Affordable pollution-cutting filters are available. For just $9,000-15,000 each, older buses can be fitted with tailpipe and crankcase filters that reduce soot emissions by up to 90 percent, making them as clean as new buses for a fraction of the cost.

Every dollar spent on retrofitting a diesel school bus is worth at least $12 in health benefits (such as avoided emergency room visits) — a very smart investment.

State-of the-art technology and ultra-low sulfur diesel, now required for diesel trucks and buses, will result in cleaner-burning buses.

#3: Reduce idling - Turn off engines

Eliminate idling. Bus engines should be turned off when waiting, especially within 500 feet of a school. During hot summer or cold winter months, drivers can make arrangements to wait inside schools between jobs, or auxiliary power can be used to warm or cool the bus.

When a bus remains running for more than three minutes, emissions from the bus increase more than 65 percent. Buses also waste countless gallons of gas through idling. By reducing idling a 25-strong bus fleet can save thousands of dollars a year in fuel costs.

Other ways to minimize the effects of idling:

  • Line up buses diagonally rather than single file. When buses park in single file, the exhaust flows easily filters into other buses through open doors.
  • Move the exhaust pipe to the opposite side of the bus to minimize pollution from entering the doors of adjacent waiting buses.
#4: Routing - Smart fleet use
  • Routes and travel times should be scheduled to achieve the most efficiency. Bus companies and school districts will save money, too.
  • The cleanest buses should travel the longest distances and the most days.

American Lung Association, 2007. State of the Air: 2007.

California Air Resources Board, Characterizing the Range of Children’s Pollutant Exposure During School Bus Commutes [PDF], ARB Staff Interpretive Summary of Study Results, 2003.

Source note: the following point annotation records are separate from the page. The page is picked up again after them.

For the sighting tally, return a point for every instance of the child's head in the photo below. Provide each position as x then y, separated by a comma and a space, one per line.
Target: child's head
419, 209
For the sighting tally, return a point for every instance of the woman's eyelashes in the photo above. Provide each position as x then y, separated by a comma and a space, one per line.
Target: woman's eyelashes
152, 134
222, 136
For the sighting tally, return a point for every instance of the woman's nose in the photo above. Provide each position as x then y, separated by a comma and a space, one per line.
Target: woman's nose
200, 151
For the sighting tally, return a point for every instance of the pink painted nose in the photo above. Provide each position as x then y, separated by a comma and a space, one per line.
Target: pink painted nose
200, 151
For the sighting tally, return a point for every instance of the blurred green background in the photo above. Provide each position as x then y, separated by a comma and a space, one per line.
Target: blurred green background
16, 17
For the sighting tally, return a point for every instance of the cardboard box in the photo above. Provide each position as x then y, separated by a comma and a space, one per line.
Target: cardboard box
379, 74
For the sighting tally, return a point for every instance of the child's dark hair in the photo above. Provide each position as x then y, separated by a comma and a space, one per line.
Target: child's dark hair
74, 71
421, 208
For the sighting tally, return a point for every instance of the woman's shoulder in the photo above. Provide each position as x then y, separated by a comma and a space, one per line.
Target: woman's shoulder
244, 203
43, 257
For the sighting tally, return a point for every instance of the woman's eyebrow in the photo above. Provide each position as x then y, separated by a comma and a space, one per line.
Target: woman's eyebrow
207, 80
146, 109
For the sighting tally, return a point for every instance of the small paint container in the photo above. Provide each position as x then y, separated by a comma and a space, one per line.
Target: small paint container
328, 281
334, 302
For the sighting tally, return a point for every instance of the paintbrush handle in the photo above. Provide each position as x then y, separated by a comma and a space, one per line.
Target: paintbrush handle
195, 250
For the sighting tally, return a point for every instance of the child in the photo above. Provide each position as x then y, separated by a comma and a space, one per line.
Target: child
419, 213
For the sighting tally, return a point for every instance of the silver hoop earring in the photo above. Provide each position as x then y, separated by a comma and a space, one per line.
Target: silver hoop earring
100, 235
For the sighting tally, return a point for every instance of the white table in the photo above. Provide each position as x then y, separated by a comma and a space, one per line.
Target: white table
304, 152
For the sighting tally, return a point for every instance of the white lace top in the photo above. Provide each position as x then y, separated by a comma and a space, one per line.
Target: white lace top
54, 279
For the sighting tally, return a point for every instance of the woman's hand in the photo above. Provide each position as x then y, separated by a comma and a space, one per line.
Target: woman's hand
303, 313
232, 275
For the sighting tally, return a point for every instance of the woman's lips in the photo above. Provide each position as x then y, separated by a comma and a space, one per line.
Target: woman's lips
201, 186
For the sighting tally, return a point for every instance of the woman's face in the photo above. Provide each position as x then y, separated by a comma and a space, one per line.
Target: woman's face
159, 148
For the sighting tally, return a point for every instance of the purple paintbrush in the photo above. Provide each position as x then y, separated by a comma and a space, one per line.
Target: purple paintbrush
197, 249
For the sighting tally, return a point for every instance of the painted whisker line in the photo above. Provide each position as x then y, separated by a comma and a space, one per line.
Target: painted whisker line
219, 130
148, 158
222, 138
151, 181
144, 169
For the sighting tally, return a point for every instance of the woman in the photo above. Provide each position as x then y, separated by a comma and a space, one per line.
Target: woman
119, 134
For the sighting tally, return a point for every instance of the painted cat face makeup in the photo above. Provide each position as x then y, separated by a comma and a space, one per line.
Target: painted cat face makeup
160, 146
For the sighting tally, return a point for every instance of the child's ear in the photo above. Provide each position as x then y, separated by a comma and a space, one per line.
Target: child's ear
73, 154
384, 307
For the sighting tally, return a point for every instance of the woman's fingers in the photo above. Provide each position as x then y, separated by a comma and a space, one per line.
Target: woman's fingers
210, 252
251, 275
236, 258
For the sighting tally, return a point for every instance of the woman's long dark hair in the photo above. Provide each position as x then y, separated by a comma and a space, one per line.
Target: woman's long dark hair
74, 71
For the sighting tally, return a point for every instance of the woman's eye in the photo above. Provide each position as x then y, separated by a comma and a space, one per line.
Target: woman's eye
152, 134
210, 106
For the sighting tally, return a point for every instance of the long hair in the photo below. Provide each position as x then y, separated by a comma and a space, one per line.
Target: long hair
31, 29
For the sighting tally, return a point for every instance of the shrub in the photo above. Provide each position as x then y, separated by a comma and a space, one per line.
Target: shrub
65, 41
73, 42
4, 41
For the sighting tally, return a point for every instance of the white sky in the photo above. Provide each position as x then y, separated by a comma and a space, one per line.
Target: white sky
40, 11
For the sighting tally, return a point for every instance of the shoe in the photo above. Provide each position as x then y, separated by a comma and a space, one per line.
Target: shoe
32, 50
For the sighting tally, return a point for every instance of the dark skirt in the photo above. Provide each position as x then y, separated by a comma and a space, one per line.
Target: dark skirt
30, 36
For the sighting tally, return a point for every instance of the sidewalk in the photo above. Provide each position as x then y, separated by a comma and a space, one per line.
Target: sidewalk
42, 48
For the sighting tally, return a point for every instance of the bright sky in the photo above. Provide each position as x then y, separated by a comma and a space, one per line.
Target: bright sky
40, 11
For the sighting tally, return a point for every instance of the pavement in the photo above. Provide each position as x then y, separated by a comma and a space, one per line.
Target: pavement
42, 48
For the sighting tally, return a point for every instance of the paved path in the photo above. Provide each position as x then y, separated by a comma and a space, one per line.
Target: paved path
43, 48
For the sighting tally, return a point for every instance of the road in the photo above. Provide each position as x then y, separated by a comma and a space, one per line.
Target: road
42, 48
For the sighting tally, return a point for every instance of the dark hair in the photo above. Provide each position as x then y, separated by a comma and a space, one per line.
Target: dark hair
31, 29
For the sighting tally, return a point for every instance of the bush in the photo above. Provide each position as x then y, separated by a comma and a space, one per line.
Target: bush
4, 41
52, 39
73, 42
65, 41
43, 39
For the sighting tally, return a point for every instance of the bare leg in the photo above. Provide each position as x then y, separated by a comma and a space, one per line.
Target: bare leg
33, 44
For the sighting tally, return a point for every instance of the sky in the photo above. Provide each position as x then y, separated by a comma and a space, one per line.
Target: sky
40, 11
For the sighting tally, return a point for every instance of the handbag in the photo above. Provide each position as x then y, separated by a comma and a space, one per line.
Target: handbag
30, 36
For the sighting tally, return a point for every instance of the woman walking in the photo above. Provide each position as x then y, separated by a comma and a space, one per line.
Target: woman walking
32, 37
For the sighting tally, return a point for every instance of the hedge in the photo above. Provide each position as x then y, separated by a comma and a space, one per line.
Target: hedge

Clean Air Task Force, Hill, Bruce et al, 2005. A Multi-City Investigation of the Effectiveness of Retrofit Emissions Controls in Reducing Exposures to Particulate Matter in School Buses [PDF].

Health Canada, "Exposure of School Children to Diesel Exhaust from School Buses," 2006. Marshall, J and E. Behrentz, 2005. Vehicle Self-Pollution Intake Fraction: Children’s Exposure to School Bus Emissions. Environ. Sci. Technol., 39 (8), 2559 -2563.

Ontario Public Health Association, School Buses, Air Pollution & Children’s Health: Improving Children’s Health and Local Air Quality by Reducing School Bus Emissions [PDF], 2005.

State and Territorial Air Pollution Program Administrators & the Association of Local Air Pollution Control Officials, 2000. Cancer Risk from Diesel Particulate: National and Metropolitan Area Estimates for the United States [PDF].